The government even made serious attempts to end the civil war by offering rebel groups a participation in government. Given all these promises and conditions, the World Bank finally granted its aid to the pipeline project.

New scandals were, however, soon to come. Shortly after the credit was granted, it was known that the Chadian government had been spending some of the money on arms and did not consult the parliament on how the money was spent. President Deby had earlier guaranteed the transparent spending and consultations with the parliament. 

World Bank Country Director Robert Calderisi in an interview with Edie News downplayed this incident, saying "about 18% of the petroleum bonus that the government received from the companies in May has gone to military expenditure. The rest of the 60% already committed has gone to a variety of things, including road maintenance and flood relief."

In December 2000, even the Washington Post, initially very positive to the project, ran an editorial saying Deby's government should get any more funding if it was not managing the revenues in a transparent fashion. The US newspaper was outraged about how Deby had used the initial money he got for the project and the bonus he got from the oil companies to buy weapons.

Calderisi however admitted that he was uncomfortable with the lack of transparency, remembering that the president had promised to consult Parliament and an oversight committee representing civil society about the use of these funds. "In fact, the Government committed 60% of the funds without doing what the President had promised, so that's led to concern here and there that the President's and the Government's commitments were not being respected. So we've taken a very strong position on this, which is that the commitment to the Chadian public was at least as important as any agreement with the World Bank," Calderisi said. 

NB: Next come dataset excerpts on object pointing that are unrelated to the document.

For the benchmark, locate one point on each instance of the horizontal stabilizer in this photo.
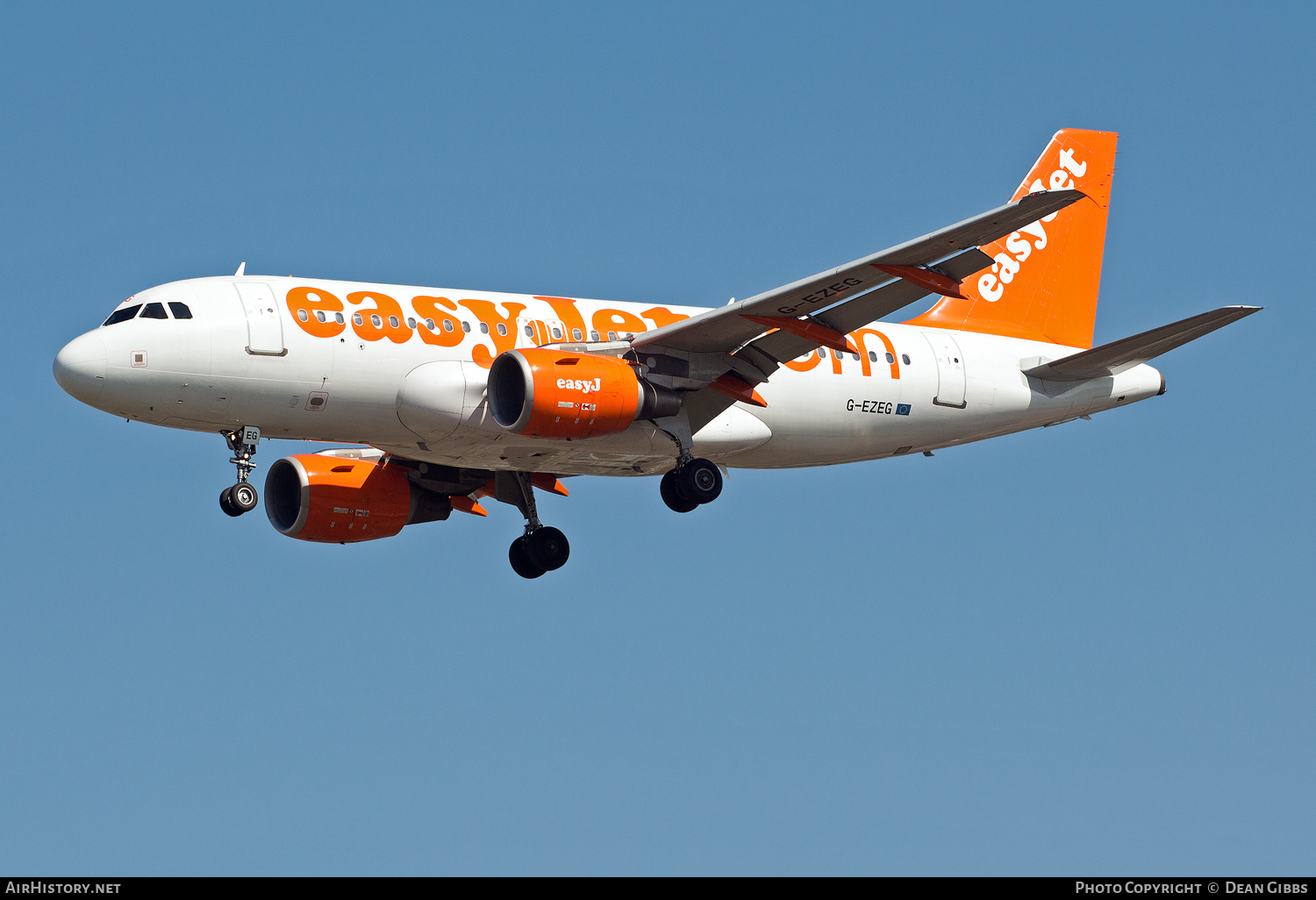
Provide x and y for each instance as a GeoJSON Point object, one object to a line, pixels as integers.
{"type": "Point", "coordinates": [1120, 355]}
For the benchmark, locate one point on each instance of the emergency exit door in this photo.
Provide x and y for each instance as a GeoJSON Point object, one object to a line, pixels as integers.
{"type": "Point", "coordinates": [950, 370]}
{"type": "Point", "coordinates": [265, 329]}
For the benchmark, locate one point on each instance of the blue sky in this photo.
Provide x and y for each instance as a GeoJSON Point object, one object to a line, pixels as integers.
{"type": "Point", "coordinates": [1084, 649]}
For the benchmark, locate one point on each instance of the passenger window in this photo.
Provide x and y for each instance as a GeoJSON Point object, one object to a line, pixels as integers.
{"type": "Point", "coordinates": [123, 315]}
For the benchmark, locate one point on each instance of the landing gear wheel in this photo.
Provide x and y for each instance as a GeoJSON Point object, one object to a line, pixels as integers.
{"type": "Point", "coordinates": [226, 504]}
{"type": "Point", "coordinates": [699, 481]}
{"type": "Point", "coordinates": [521, 563]}
{"type": "Point", "coordinates": [668, 489]}
{"type": "Point", "coordinates": [242, 497]}
{"type": "Point", "coordinates": [547, 547]}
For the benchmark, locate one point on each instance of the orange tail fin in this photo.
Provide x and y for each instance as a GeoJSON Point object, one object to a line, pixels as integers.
{"type": "Point", "coordinates": [1047, 275]}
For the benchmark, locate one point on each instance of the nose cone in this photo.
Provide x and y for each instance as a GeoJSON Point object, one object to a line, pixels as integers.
{"type": "Point", "coordinates": [81, 368]}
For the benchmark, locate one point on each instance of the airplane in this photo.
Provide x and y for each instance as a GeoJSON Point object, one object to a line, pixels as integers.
{"type": "Point", "coordinates": [463, 395]}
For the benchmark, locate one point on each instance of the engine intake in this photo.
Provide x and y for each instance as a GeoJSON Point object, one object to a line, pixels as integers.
{"type": "Point", "coordinates": [340, 500]}
{"type": "Point", "coordinates": [562, 395]}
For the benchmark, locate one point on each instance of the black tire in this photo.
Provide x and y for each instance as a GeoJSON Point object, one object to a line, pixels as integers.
{"type": "Point", "coordinates": [244, 497]}
{"type": "Point", "coordinates": [226, 505]}
{"type": "Point", "coordinates": [699, 481]}
{"type": "Point", "coordinates": [547, 547]}
{"type": "Point", "coordinates": [521, 563]}
{"type": "Point", "coordinates": [668, 489]}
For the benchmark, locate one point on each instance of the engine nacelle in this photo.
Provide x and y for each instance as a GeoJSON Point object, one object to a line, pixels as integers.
{"type": "Point", "coordinates": [342, 500]}
{"type": "Point", "coordinates": [562, 395]}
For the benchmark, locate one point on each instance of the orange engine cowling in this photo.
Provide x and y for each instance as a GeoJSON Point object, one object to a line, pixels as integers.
{"type": "Point", "coordinates": [560, 395]}
{"type": "Point", "coordinates": [342, 500]}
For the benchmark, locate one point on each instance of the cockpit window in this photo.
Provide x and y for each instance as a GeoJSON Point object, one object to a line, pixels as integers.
{"type": "Point", "coordinates": [123, 315]}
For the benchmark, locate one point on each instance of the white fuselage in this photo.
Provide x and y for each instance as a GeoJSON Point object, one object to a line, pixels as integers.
{"type": "Point", "coordinates": [234, 363]}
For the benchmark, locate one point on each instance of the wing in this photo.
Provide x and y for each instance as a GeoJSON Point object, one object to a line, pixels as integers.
{"type": "Point", "coordinates": [695, 353]}
{"type": "Point", "coordinates": [724, 329]}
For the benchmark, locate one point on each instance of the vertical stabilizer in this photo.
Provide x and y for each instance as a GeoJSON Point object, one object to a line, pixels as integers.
{"type": "Point", "coordinates": [1047, 275]}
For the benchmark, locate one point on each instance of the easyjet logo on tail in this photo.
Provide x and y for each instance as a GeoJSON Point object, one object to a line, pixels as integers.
{"type": "Point", "coordinates": [992, 283]}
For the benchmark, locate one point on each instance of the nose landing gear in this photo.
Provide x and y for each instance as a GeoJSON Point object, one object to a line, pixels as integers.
{"type": "Point", "coordinates": [241, 497]}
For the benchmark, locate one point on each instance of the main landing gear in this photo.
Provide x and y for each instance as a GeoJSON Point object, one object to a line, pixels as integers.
{"type": "Point", "coordinates": [542, 547]}
{"type": "Point", "coordinates": [691, 484]}
{"type": "Point", "coordinates": [241, 497]}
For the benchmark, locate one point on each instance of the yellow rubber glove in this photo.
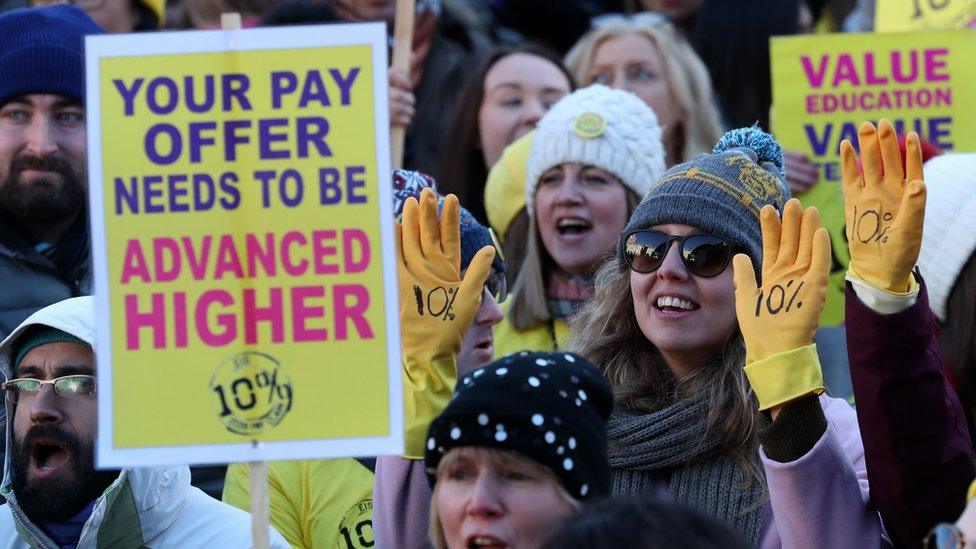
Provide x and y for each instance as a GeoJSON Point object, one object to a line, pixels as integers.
{"type": "Point", "coordinates": [884, 210]}
{"type": "Point", "coordinates": [778, 319]}
{"type": "Point", "coordinates": [436, 308]}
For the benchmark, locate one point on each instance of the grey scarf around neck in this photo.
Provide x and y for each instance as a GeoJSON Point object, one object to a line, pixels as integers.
{"type": "Point", "coordinates": [674, 443]}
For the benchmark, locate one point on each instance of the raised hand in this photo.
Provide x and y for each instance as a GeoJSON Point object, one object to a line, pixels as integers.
{"type": "Point", "coordinates": [779, 317]}
{"type": "Point", "coordinates": [782, 314]}
{"type": "Point", "coordinates": [884, 207]}
{"type": "Point", "coordinates": [436, 304]}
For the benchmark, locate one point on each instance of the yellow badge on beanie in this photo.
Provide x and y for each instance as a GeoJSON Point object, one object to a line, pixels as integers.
{"type": "Point", "coordinates": [589, 125]}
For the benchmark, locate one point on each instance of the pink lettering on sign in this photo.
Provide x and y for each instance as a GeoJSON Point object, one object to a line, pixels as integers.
{"type": "Point", "coordinates": [875, 68]}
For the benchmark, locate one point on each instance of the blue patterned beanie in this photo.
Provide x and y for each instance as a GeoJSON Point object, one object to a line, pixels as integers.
{"type": "Point", "coordinates": [474, 235]}
{"type": "Point", "coordinates": [720, 193]}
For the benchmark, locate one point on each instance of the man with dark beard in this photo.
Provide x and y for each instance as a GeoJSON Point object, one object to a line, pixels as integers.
{"type": "Point", "coordinates": [44, 246]}
{"type": "Point", "coordinates": [55, 497]}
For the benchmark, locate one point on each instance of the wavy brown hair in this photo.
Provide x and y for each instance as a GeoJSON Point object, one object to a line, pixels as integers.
{"type": "Point", "coordinates": [606, 332]}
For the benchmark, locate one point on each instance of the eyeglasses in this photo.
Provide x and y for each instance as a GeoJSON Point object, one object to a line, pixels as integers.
{"type": "Point", "coordinates": [72, 387]}
{"type": "Point", "coordinates": [944, 536]}
{"type": "Point", "coordinates": [704, 255]}
{"type": "Point", "coordinates": [497, 286]}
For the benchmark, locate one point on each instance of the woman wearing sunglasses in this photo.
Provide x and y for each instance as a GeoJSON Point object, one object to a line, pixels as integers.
{"type": "Point", "coordinates": [717, 381]}
{"type": "Point", "coordinates": [593, 156]}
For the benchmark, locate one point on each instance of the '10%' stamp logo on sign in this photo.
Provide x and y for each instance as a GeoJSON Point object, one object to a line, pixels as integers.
{"type": "Point", "coordinates": [252, 392]}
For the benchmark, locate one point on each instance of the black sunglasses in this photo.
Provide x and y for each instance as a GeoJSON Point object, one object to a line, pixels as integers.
{"type": "Point", "coordinates": [704, 255]}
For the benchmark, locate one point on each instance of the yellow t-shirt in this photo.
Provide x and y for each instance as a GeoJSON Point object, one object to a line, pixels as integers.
{"type": "Point", "coordinates": [314, 503]}
{"type": "Point", "coordinates": [508, 339]}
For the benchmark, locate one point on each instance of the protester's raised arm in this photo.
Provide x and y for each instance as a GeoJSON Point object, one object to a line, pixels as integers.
{"type": "Point", "coordinates": [916, 442]}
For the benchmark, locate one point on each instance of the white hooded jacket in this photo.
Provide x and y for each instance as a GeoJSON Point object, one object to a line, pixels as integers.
{"type": "Point", "coordinates": [145, 507]}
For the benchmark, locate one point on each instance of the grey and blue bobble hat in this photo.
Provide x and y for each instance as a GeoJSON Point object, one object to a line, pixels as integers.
{"type": "Point", "coordinates": [42, 50]}
{"type": "Point", "coordinates": [720, 193]}
{"type": "Point", "coordinates": [550, 407]}
{"type": "Point", "coordinates": [474, 235]}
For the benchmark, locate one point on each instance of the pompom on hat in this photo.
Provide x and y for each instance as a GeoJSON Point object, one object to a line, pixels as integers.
{"type": "Point", "coordinates": [610, 129]}
{"type": "Point", "coordinates": [550, 407]}
{"type": "Point", "coordinates": [720, 193]}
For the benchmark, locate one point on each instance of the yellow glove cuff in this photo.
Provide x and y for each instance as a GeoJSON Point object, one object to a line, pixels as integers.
{"type": "Point", "coordinates": [912, 285]}
{"type": "Point", "coordinates": [427, 389]}
{"type": "Point", "coordinates": [786, 376]}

- This money is not covered by agreements with the World Bank, but we agreed with the President that was a good way of demonstrating the Government's intention to use such resources responsibly and openly, the regional World Bank leader continued.

Although the World Bank plays down the significance of the money spent on arms, fact is that the civil war has been fuelled the last months. Especially in the Tibesti mountain desert region bordering Libya and Niger, fights between the government and the Mouvement pour la democratie et la justice au Tchad (MDJT) have escalated since October 2000. The MDJT, which demands the resignation of Deby, claims to have killed 413 government soldiers in December 2000, while government troops claim to have killed 120 enemy fighters. 

Improvements in the human rights situation proved temporal. Media harassment quickly reappeared and in November 2000, a former senior public servant, Garonde Djarama, was imprisoned for an article he had published in a Chadian weekly newspaper. He had criticized the government for not reacting strongly enough against the racist killings of sub-Saharan Africans in Libya. 

The same month, the renown World Organisation Against Torture (OMCT), accused the Chadian government forces of putting children "on the front line in order to detect mines and if reluctant they are reportedly killed." The government allegedly makes use of forced recruitment of child soldiers from Southern Chad to the armed forces in the north of the country.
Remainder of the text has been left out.